At the time, Malatras said nothing about the removal of hospital deaths or whether he or any other senior aide to Cuomo had played a role in reworking aspects of the report.
“Some people alleged that the spread of infection came from early cases; some people said it was due to the amount of personal protective equipment; some said it was the relative age of residents; some said it was the quality of the facilities,” he said of the questions the report tried to answer. “So we measured that. We took the independent variables and measured it against the fatalities.”
Malatras added at the time: “This is a sort of academic study. You can’t with 100% certainty say none of the cases were due to admissions or age or other things. Of course not. That’s not what an academic study does; it takes data and says what are the strongest variables. We found it was the workforce.”
ProPublica asked a McKinsey spokesperson if the firm had been aware of the removal of the hospital deaths and whether it was comfortable with that decision and with the limited report that was released last July. The firm said it could not comment.
When the SUNY Board of Trustees named Malatras as chancellor last August, the board said it had forgone a national search, instead looking only at candidates within its ranks, because of the urgency of the moment, as colleges across the country wrestled with how to deliver for their students during the pandemic. Malatras had served as chancellor at a SUNY campus, Empire State College, prior to rejoining the administration during the pandemic.

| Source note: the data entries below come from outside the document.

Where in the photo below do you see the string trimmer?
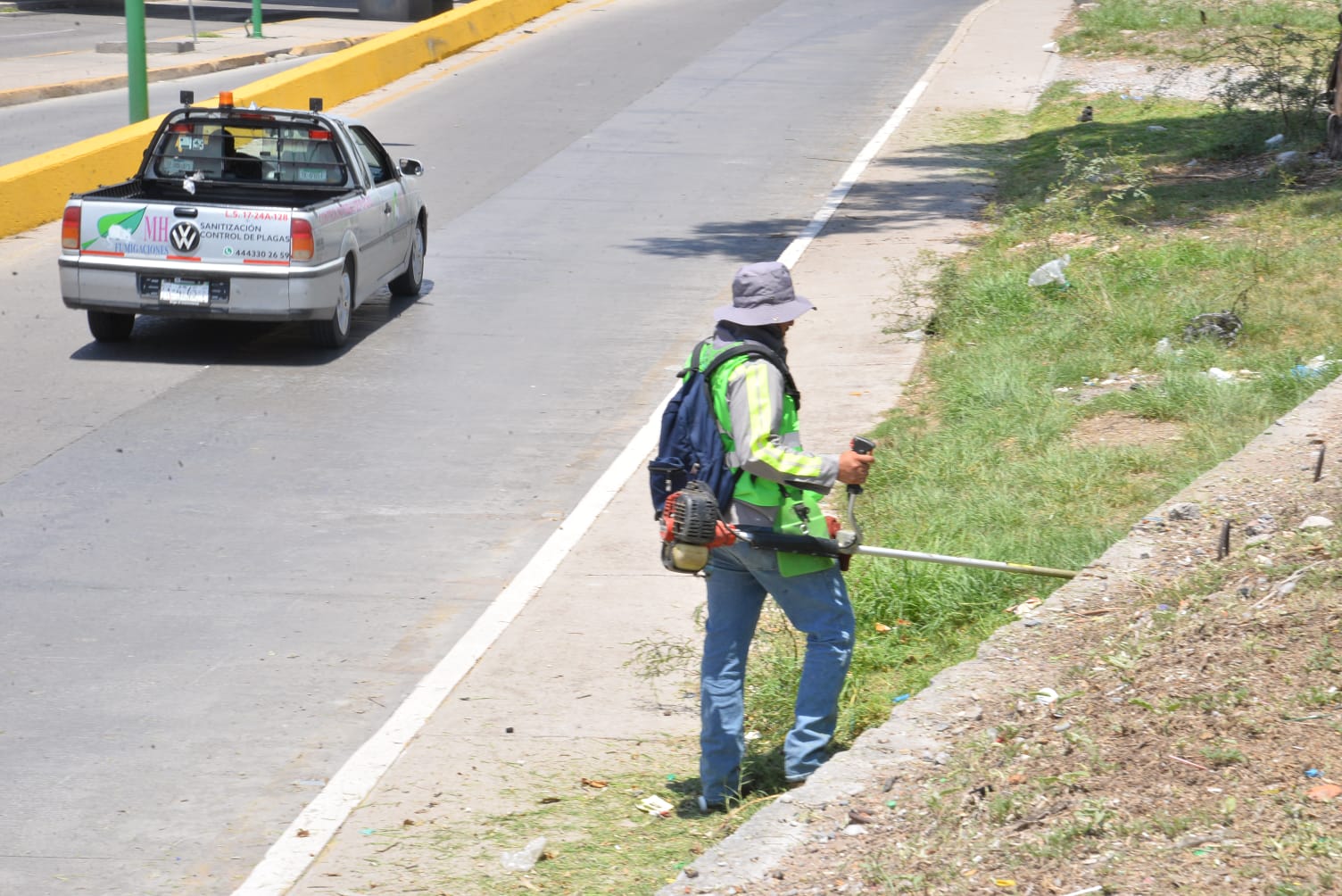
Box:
[661,437,1076,578]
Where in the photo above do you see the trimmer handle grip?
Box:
[849,436,876,495]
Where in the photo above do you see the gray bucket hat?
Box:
[717,261,816,328]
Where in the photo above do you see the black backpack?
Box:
[648,338,796,519]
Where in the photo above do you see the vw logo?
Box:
[168,221,200,253]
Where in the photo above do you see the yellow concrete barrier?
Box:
[0,0,569,236]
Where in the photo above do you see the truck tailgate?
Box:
[79,200,294,269]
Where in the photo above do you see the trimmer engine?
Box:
[661,482,737,574]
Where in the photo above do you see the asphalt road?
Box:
[0,0,977,896]
[0,55,322,165]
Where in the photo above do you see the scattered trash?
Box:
[1305,784,1342,802]
[849,809,876,825]
[1156,336,1184,358]
[1006,597,1043,616]
[1291,354,1337,379]
[1030,255,1073,287]
[1169,501,1203,519]
[1184,311,1244,344]
[639,794,675,818]
[1244,514,1276,535]
[499,837,545,870]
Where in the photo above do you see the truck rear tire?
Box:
[88,309,136,342]
[312,261,354,349]
[386,222,426,298]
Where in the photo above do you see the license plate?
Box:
[158,279,210,304]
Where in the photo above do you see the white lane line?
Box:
[778,80,927,270]
[234,13,960,896]
[234,408,661,896]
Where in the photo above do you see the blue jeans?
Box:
[700,542,855,803]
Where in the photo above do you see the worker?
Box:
[698,261,874,813]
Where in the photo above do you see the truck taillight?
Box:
[61,205,79,250]
[291,217,315,261]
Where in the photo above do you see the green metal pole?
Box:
[126,0,149,125]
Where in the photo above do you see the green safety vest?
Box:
[700,344,834,576]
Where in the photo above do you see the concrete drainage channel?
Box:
[658,378,1342,896]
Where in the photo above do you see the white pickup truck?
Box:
[59,94,427,347]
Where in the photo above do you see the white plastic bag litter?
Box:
[501,837,545,870]
[1030,255,1073,286]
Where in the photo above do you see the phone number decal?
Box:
[224,245,288,261]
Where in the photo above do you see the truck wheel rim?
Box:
[336,272,351,333]
[410,227,424,283]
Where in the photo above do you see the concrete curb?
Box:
[0,0,569,236]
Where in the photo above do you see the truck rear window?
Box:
[146,118,346,187]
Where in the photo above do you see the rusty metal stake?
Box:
[1216,520,1230,560]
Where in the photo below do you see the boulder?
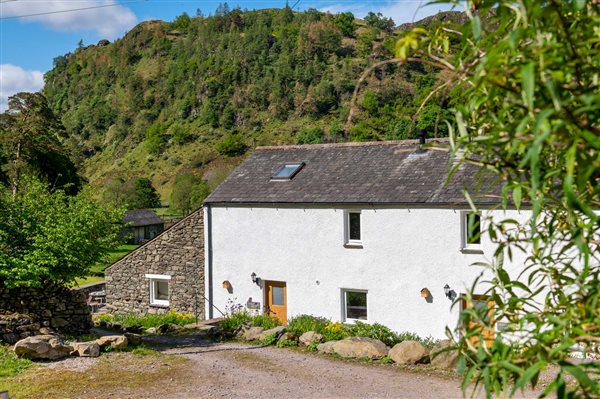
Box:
[388,341,428,364]
[258,326,286,341]
[14,335,73,360]
[96,335,128,349]
[123,332,142,345]
[71,341,100,357]
[244,327,264,341]
[317,341,338,355]
[429,339,458,369]
[332,337,389,359]
[279,332,298,341]
[298,331,323,346]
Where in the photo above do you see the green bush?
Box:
[260,334,277,346]
[252,314,281,330]
[288,314,329,335]
[94,310,196,328]
[0,345,31,378]
[220,311,252,332]
[216,135,248,157]
[277,339,298,348]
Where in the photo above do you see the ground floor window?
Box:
[342,290,367,321]
[146,274,171,306]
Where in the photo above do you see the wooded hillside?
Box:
[44,6,462,201]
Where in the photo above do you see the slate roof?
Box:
[205,140,499,206]
[123,209,165,227]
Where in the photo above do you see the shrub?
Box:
[220,311,252,332]
[350,321,402,346]
[323,322,350,341]
[288,314,329,335]
[94,310,196,328]
[216,135,248,157]
[260,334,277,346]
[0,345,31,378]
[252,314,281,330]
[277,339,298,348]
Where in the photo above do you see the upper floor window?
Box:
[344,211,362,246]
[461,212,481,249]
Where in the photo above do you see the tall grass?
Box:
[94,310,196,328]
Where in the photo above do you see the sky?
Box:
[0,0,450,112]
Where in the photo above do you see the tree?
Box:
[333,12,356,37]
[365,11,396,33]
[0,177,123,287]
[0,93,81,200]
[170,173,210,215]
[129,177,160,209]
[397,0,600,397]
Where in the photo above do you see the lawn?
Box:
[76,244,139,286]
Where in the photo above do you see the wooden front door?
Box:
[463,295,496,347]
[265,281,287,324]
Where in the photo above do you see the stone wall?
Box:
[0,285,92,344]
[105,209,204,319]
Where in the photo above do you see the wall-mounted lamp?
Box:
[444,284,456,301]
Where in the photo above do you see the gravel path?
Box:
[142,337,535,398]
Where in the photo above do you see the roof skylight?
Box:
[271,162,304,180]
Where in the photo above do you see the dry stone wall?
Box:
[0,284,92,344]
[105,209,204,319]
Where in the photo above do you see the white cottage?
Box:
[204,141,520,338]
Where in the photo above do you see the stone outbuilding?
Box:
[105,209,205,319]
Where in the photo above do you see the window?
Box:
[342,290,367,321]
[146,274,171,306]
[344,211,362,246]
[271,162,304,180]
[461,212,481,249]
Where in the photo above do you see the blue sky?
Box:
[0,0,450,111]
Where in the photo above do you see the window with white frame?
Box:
[461,211,481,250]
[146,274,171,306]
[344,211,362,246]
[342,289,367,321]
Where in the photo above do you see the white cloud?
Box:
[320,0,450,25]
[0,64,44,112]
[0,0,137,40]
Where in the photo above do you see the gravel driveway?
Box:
[148,337,535,398]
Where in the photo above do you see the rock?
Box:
[14,335,73,360]
[278,332,298,342]
[96,335,128,349]
[244,327,264,341]
[258,326,286,341]
[298,331,323,346]
[156,323,175,334]
[71,341,100,357]
[123,333,142,345]
[429,339,458,369]
[332,337,389,359]
[388,341,428,364]
[317,341,337,355]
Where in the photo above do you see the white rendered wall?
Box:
[205,207,524,338]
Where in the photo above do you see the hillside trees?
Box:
[398,0,600,398]
[0,176,123,287]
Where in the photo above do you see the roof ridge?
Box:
[255,137,450,151]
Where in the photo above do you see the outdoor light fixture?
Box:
[444,284,456,301]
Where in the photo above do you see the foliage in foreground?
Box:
[0,178,123,287]
[94,310,196,328]
[0,345,31,378]
[397,0,600,397]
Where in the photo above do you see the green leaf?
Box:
[521,62,535,111]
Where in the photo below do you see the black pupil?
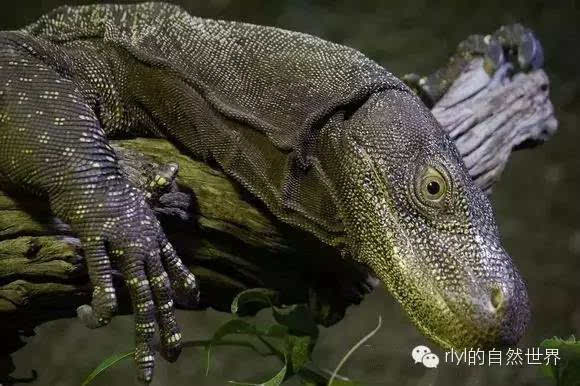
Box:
[427,181,441,195]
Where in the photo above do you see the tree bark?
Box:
[0,34,557,362]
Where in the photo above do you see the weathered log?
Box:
[0,40,556,366]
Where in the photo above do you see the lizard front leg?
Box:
[0,33,198,382]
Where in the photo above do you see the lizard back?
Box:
[19,3,407,243]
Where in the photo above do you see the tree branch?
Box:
[0,27,557,358]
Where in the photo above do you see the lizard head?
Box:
[338,90,530,348]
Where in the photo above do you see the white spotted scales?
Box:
[0,3,529,381]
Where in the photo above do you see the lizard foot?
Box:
[402,24,544,108]
[67,184,199,382]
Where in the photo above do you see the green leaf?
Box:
[212,319,288,341]
[228,358,287,386]
[540,335,580,386]
[231,288,278,315]
[82,351,135,386]
[328,315,383,386]
[272,304,318,340]
[285,335,313,374]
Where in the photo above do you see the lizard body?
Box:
[0,3,529,380]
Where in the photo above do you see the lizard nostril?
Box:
[491,287,504,311]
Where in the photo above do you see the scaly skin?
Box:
[0,3,529,381]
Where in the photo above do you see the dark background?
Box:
[0,0,580,386]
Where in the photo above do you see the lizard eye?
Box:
[420,167,447,202]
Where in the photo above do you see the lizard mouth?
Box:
[410,266,530,349]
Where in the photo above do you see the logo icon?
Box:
[411,346,439,369]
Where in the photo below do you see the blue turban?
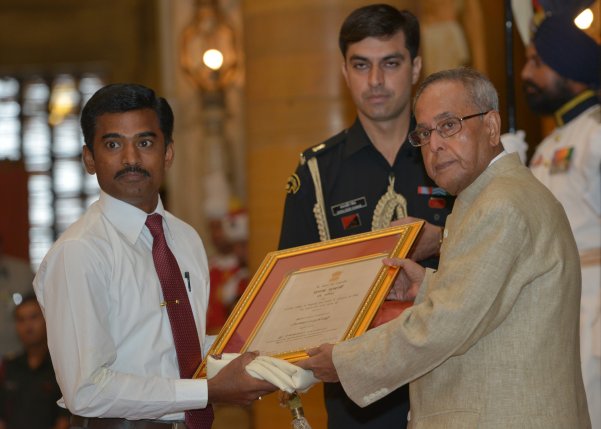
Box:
[532,14,601,87]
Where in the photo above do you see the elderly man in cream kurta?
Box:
[300,69,590,429]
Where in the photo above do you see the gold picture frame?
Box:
[194,221,424,377]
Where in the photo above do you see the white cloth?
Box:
[530,105,601,429]
[501,130,528,165]
[34,193,209,420]
[207,353,319,393]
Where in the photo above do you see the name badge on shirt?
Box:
[549,146,574,174]
[417,186,448,209]
[330,197,367,216]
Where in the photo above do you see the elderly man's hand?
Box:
[382,258,426,301]
[391,216,442,261]
[207,352,278,405]
[295,344,340,383]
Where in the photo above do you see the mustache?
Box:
[115,165,150,179]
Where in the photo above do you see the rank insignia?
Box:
[286,174,300,194]
[549,146,574,174]
[340,213,361,231]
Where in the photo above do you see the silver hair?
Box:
[413,67,499,112]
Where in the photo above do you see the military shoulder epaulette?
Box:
[300,130,348,165]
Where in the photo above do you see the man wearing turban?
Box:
[522,14,601,429]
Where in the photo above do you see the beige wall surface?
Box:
[0,0,159,87]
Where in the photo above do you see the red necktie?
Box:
[146,213,213,429]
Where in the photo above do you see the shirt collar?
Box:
[98,191,166,244]
[555,89,599,126]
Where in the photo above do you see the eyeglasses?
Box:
[409,110,490,147]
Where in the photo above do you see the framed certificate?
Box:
[195,221,423,377]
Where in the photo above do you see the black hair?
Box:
[80,83,173,153]
[13,292,40,317]
[338,3,419,60]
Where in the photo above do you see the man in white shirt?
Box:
[522,14,601,429]
[34,84,275,429]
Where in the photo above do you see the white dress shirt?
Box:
[34,193,209,420]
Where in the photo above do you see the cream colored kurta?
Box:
[333,154,590,429]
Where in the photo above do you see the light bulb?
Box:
[574,9,593,30]
[202,49,223,70]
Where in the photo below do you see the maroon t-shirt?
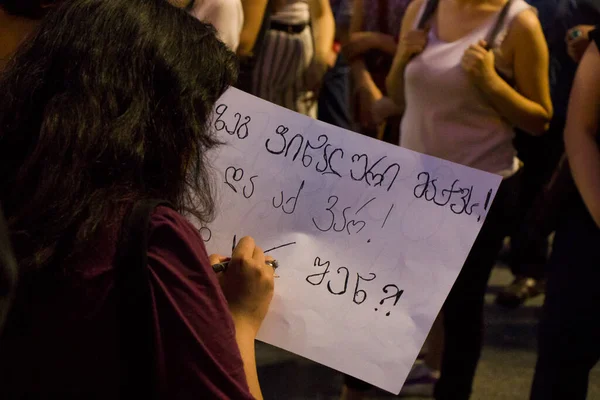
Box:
[0,207,252,400]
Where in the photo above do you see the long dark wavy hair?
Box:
[0,0,61,19]
[0,0,237,269]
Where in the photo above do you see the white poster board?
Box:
[199,89,501,393]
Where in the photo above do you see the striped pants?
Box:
[252,26,317,118]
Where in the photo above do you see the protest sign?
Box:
[198,89,501,393]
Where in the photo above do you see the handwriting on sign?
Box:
[265,125,400,191]
[225,166,258,199]
[350,154,400,192]
[214,104,252,139]
[306,257,404,317]
[413,172,493,221]
[273,181,304,214]
[265,125,344,177]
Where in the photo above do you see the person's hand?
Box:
[371,96,401,125]
[461,40,498,86]
[565,25,595,63]
[210,237,274,336]
[400,29,429,62]
[304,50,337,102]
[344,32,380,61]
[356,84,383,129]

“A critical lesson learned from Covid-19 is that a pandemic demands urgent action,” board member Stanley Litow wrote after Malatras had been appointed. Of Malatras, Litow wrote, “Importantly, New York Governor Andrew Cuomo turned to him to help manage the overall effective statewide response to the pandemic where he worked closely with all agencies, especially those in health and economic development areas.”
Lawmakers from both major parties raised alarms about the appointment of Malatras, objecting to the decision not to conduct a national search and questioning whether someone so close to Cuomo could truly be an independent protector of the state university system. The Board of Trustees was unmoved.
“Covid-19 is a pandemic with no precedent,” Litow wrote. “Finding the right new leadership for SUNY required prompt and effective action. Breaking with tradition will prove to be the right decision.”
Litow did not respond to a request for comment on Malatras and his role in crafting and defending the July report.